Command line argument parsing

Function CommonsParser.parse_input_arguments() defines and parses the command-line arguments:

  • --num_digits (int, default 4) — number of decimals used when rounding numeric values. The default value is 4.
  • --store_source (boolean flag) — whether to store the source on the Wayback Machine. The default value is false.

Read the raw data

The script reads the raw data available at src/technologydata/parsers/raw/manual_input_usa.csv in a pandas dataframe. It uses pandas.read_csv(..., dtype=str, na_values="None").
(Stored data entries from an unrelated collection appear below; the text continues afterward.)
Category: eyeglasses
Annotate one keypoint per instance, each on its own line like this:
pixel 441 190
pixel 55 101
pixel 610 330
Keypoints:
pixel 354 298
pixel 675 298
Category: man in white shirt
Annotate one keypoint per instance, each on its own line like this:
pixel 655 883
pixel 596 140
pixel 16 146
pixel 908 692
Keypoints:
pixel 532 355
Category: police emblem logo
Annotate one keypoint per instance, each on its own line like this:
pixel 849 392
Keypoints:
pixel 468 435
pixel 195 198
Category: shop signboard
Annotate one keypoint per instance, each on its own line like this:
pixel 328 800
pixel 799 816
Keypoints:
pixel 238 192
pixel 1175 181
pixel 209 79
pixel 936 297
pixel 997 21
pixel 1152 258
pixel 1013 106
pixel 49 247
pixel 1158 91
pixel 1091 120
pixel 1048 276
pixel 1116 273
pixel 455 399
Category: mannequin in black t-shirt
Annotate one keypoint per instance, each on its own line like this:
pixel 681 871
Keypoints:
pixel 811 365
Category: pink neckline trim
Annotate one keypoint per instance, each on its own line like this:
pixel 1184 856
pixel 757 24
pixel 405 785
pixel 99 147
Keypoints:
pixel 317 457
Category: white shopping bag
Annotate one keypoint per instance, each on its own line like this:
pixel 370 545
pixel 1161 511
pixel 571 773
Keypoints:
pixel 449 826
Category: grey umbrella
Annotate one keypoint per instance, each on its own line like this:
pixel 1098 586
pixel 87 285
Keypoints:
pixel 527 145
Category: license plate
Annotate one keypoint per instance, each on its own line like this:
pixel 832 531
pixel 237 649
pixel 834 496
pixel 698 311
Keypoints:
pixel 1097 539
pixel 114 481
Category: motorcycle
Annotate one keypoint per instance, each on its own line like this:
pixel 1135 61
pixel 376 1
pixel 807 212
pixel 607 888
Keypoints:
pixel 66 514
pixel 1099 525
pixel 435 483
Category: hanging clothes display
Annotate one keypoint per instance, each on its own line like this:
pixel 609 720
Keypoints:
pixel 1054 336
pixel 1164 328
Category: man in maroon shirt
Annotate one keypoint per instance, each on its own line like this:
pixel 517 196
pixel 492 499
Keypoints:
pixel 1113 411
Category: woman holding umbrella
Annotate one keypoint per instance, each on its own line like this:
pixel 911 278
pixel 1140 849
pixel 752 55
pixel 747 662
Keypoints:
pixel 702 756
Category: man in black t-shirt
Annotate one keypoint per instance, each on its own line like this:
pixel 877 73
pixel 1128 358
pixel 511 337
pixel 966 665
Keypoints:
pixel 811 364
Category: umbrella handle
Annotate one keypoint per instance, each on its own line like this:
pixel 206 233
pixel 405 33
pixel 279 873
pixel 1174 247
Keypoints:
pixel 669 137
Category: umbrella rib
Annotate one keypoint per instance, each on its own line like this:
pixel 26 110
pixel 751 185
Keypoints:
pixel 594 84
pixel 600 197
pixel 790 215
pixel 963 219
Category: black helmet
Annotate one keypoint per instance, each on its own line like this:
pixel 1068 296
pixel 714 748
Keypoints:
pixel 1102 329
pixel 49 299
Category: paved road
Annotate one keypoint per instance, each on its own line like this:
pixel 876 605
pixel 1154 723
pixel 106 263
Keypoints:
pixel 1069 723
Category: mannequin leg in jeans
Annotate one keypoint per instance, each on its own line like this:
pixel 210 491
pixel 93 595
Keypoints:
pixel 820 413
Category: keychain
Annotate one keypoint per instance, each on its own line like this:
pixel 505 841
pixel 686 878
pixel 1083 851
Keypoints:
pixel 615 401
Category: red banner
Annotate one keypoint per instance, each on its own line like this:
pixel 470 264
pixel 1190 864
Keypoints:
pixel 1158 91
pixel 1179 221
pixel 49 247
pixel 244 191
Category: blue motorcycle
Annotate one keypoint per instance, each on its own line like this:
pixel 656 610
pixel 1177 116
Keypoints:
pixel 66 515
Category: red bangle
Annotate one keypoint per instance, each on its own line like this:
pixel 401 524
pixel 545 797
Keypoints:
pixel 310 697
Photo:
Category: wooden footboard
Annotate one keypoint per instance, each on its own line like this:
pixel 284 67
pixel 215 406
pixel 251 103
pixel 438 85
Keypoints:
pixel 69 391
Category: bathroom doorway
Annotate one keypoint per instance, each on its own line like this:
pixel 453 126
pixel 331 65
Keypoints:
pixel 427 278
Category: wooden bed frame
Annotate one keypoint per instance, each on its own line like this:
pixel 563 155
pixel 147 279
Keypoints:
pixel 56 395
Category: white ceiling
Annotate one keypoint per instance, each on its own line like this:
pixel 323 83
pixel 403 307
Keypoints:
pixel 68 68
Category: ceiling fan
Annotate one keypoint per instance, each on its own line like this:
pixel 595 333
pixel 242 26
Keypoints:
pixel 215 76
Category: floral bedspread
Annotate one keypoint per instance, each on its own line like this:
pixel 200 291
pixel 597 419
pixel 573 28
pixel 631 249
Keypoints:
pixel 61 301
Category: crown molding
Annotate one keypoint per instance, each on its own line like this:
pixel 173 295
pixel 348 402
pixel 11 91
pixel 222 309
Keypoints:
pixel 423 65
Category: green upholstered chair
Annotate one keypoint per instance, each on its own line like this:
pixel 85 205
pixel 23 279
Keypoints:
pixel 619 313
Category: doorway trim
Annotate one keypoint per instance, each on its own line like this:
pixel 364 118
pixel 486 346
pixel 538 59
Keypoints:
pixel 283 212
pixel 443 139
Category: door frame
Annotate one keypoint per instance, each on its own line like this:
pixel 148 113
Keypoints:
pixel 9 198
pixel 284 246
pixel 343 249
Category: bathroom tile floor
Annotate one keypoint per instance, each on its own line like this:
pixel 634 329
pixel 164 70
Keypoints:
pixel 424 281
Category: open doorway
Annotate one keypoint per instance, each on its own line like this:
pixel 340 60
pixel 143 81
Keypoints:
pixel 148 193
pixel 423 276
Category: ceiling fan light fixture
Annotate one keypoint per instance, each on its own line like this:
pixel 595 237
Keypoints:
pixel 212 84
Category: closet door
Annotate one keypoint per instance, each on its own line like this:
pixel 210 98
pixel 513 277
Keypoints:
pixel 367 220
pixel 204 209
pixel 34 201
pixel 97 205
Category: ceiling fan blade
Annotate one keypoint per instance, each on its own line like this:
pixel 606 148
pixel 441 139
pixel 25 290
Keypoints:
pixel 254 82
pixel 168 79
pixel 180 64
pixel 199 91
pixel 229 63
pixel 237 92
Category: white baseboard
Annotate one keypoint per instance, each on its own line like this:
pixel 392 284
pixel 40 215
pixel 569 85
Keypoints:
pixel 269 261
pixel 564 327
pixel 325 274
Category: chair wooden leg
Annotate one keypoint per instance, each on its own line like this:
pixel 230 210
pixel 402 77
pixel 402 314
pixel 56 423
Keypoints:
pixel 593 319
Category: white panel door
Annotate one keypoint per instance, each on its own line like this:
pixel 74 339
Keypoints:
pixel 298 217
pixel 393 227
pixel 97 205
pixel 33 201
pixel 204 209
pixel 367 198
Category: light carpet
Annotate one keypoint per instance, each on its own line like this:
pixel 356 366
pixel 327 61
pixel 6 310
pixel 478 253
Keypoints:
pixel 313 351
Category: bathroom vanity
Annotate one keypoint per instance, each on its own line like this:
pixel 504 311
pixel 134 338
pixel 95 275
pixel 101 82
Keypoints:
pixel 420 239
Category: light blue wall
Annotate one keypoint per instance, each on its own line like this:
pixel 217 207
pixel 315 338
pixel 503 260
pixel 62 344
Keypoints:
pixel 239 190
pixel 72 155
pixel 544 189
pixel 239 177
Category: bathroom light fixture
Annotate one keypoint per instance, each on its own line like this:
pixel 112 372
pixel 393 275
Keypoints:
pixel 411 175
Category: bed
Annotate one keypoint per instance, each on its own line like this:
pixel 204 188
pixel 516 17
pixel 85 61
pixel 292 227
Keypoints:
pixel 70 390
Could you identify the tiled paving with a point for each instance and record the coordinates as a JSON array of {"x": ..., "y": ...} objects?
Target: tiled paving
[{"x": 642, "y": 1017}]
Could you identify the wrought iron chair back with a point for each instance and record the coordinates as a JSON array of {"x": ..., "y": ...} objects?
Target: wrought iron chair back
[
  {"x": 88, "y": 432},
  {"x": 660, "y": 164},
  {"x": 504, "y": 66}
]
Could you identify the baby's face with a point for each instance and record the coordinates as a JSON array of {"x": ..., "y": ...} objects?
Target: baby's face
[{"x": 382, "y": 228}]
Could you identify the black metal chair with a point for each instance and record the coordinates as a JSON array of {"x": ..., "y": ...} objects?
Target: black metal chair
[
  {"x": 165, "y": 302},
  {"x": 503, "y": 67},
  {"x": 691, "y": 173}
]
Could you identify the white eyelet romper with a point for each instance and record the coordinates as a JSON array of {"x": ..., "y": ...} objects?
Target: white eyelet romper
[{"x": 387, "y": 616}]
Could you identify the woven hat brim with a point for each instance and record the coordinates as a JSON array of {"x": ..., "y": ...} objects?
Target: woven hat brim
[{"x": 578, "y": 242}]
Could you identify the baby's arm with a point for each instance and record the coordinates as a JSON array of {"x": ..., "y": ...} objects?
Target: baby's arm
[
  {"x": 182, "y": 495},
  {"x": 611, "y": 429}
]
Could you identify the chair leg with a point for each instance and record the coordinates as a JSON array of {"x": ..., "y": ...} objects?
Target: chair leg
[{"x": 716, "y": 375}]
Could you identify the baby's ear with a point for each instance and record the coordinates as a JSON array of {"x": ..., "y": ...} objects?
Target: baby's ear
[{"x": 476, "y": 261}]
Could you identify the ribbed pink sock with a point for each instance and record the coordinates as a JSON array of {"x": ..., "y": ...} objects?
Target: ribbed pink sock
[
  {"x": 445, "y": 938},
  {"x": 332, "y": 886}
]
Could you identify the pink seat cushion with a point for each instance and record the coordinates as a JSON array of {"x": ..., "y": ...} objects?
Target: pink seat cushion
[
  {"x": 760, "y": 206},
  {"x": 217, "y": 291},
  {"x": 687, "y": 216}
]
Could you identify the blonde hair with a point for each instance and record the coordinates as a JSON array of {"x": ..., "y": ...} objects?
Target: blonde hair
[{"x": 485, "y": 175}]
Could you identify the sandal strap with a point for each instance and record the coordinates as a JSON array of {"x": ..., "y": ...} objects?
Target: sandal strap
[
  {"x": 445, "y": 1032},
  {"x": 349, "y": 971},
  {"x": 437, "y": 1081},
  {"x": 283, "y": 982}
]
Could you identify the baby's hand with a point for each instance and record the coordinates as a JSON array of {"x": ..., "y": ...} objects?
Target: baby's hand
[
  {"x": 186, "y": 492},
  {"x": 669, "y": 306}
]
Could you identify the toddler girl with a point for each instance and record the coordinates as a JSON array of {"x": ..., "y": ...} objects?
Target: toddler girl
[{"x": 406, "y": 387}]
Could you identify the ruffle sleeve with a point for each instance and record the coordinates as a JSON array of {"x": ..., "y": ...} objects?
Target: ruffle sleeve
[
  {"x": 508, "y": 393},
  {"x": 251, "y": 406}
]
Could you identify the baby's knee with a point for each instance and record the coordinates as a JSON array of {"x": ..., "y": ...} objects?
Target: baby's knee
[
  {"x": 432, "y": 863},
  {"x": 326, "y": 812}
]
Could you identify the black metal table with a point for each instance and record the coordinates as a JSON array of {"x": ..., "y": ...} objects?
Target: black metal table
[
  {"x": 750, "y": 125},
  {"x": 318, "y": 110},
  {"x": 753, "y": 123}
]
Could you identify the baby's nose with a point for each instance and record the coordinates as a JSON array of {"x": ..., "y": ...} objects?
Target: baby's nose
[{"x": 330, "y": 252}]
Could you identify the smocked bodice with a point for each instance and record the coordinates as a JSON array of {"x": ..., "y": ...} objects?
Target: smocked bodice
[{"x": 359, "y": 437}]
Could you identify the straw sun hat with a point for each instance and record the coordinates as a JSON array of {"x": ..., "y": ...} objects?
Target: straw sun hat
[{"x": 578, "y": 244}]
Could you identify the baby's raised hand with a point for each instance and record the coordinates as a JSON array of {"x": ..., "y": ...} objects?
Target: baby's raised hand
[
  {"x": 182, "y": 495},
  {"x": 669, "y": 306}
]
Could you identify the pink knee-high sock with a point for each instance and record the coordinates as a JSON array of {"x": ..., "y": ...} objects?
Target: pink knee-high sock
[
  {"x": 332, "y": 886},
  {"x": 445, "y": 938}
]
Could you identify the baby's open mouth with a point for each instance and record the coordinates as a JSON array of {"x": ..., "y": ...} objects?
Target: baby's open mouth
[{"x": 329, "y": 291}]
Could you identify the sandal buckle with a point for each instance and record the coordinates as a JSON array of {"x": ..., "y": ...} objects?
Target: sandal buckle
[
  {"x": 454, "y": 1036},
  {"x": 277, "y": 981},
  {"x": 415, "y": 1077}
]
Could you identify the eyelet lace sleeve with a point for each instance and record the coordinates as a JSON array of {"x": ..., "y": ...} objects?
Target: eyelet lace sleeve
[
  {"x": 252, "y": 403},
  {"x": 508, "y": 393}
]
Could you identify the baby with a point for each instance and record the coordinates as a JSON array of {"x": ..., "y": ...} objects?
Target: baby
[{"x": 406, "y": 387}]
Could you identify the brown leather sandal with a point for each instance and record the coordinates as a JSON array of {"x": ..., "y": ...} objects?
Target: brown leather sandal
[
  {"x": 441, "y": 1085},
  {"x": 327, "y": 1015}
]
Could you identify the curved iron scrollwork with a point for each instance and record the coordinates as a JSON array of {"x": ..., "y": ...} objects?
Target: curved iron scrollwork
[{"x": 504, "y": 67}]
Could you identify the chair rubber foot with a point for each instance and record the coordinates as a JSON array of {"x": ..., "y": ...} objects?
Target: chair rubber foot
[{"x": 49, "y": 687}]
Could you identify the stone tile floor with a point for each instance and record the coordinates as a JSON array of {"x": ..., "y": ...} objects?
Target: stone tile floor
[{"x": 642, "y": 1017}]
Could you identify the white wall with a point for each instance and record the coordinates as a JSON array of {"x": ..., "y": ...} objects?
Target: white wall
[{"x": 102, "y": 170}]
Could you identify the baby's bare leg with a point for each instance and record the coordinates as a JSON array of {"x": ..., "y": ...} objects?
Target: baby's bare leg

All entries are handled as strings initially except for the value column which is converted to float.

Data cleaning, validation and dealing with missing/null values

The data cleaning and validation happens with the following steps.

Function extract_units_carriers_heating_value() extracts standardized units, carriers, and heating values from input unit strings. This function maps complex unit representations to simplified unit, carrier, and heating value combinations using a predefined dictionary of special patterns. Examples include:

  • USD_2022/MW_FT → unit: USD_2022/MW, carrier: 1/FT, heating_value: 1/LHV
  • MWh_H2/MWh_FT → unit: MWh/MWh, carrier: H2/FT, heating_value: LHV
  • MWh_el/MWh_FT → unit: MWh/MWh, carrier: el/FT, heating_value: LHV
  • t_CO2/MWh_FT → unit: t/MWh, carrier: CO2/FT, heating_value: LHV
  • USD_2022/kWh_H2 → unit: USD_2022/kWh, carrier: 1/H2, heating_value: LHV
  • USD_2023/t_CO2/h → unit: USD_2023/t/h, carrier: 1/CO2, heating_value: None
  • MWh_el/t_CO2 → unit: MWh/t, carrier: el/CO2, heating_value: LHV
  • MWh_th/t_CO2 → unit: MWh/t, carrier: thermal/CO2, heating_value: LHV

The parser also fills missing values in the scenario column with "not_available".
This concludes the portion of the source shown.